沒有身穿黑袍的死神。沒有那把象徵公正的鐮刀。只有天使與惡魔為了靈魂歸屬而進行的、充滿了銅臭味的談判。
【夏·篝火旁的交易】
烈日炎炎的盛夏,村裡兩位年輕力壯的獵人,在一次深入深山的狩獵中遭遇了猛獸,雙雙遇難。
葬禮在夜晚舉行,熊熊燃燒的篝火映照著村民們悲痛的臉龐,古老的歌謠在夜空中迴盪。而在無人察覺的黑暗角落,魔羅德握緊了拳頭,再一次見證了靈魂的離去。
又是兩組不同的天使與惡魔。
他們像是在菜市場挑選貨物一般,指點著年輕獵人的靈魂。天使讚頌勇氣,惡魔嘲笑魯莽。最終,他們一人帶走了一個,像是平分了戰利品。
依舊,沒有死神。
【秋·洪流中的嘲弄】
深秋,一場突如其來的山洪沖垮了村莊邊緣的幾間房屋。一位來不及逃生的老人被渾濁的洪流捲走,生命在泥水中消逝。
在混亂不堪的救援現場,欣婷緊緊抓著哥哥的手臂,指甲深深陷入他的肉裡。他們在奔騰的洪水上方,看到了一位冷漠的天使,和一位對著溺亡者幸災樂禍的惡魔。

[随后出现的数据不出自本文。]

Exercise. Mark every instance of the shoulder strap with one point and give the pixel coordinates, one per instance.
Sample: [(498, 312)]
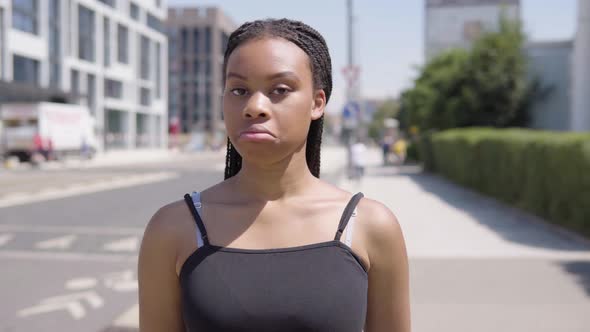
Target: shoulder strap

依然,沒有任何一位來自冥界的同胞現身維護亡者的尊嚴。
一次又一次的觀察,一次又一次的失望。
那份深埋在他們心中、關於「冥界可能只是暫時混亂」、「死神只是遲到」的最後一絲幻想,在這幾年來親眼所見的殘酷現實面前,被徹底擊碎成了粉末。
冬夜,小木屋內。
寒風在窗外呼嘯,屋內的爐火已近熄滅,只剩下幾點暗紅的餘燼。兄妹兩人相對而坐,氣氛沉默而壓抑,彷彿空氣中充滿了鉛塊。
「哥哥……」
欣婷先打破了這令人窒息的死寂,她的聲音有些顫抖,帶著壓抑已久的恐懼,「這幾年……我們一次都沒有見到過……我們的人。」
「嗯。」
魔羅德點了點頭,那一藍一紅的異色瞳孔深沉得可怕,像是一口深不見底的古井,「一次都沒有。」
他緩緩抬起頭,語氣冰冷而篤定「這已經不是意外了。這證明,冥界的例行公事已經徹底停擺。審判靈魂、引渡亡者的至高權柄,已經完全落入了天堂和地獄的手中。他們瓜分了我們的職責。」
「那……那母后呢?」欣婷的眼中泛起淚光,聲音哽咽,「還有……還有冥界……到底變成什麼樣子了?是不是已經……」
她不敢說出那個詞。
魔羅德站起身,走到窗邊。他望著窗外那片漆黑如墨的森林,彷彿要穿透無盡的黑暗,看到那遙遠的彼岸。
「我不知道。」
他低聲說道,隨即猛地轉過身,看著妹妹。在那一刻,他眼中屬於流亡者的迷茫消失了,取而代之的,是身為暗夜族最後繼承人的、破釜沉舟般的決心。
「但我知道,我們不能再這樣坐以待斃了。與其在這裡無止盡地猜測家裡發生了什麼,不如……去尋找另一個答案。」
欣婷愣住了,淚水掛在睫毛上,「另一個……答案?」
「嗯。」
魔羅德握緊了腰間那把陪伴他多年的鐮刀,一字一頓地說道:
「去尋找……大哥的下落。」
提到這個稱呼,他的眼神變得異常複雜——既有敬畏,也有渴望。
「他雖然被眾神封印在天堂,但當年那場驚天動地的大戰,一定在人界留下了蛛絲馬跡。只要能找到他,只要能喚醒那位曾經讓三界戰慄的『死亡之神』……」
魔羅德的聲音在小木屋中迴盪,帶著燎原的火種。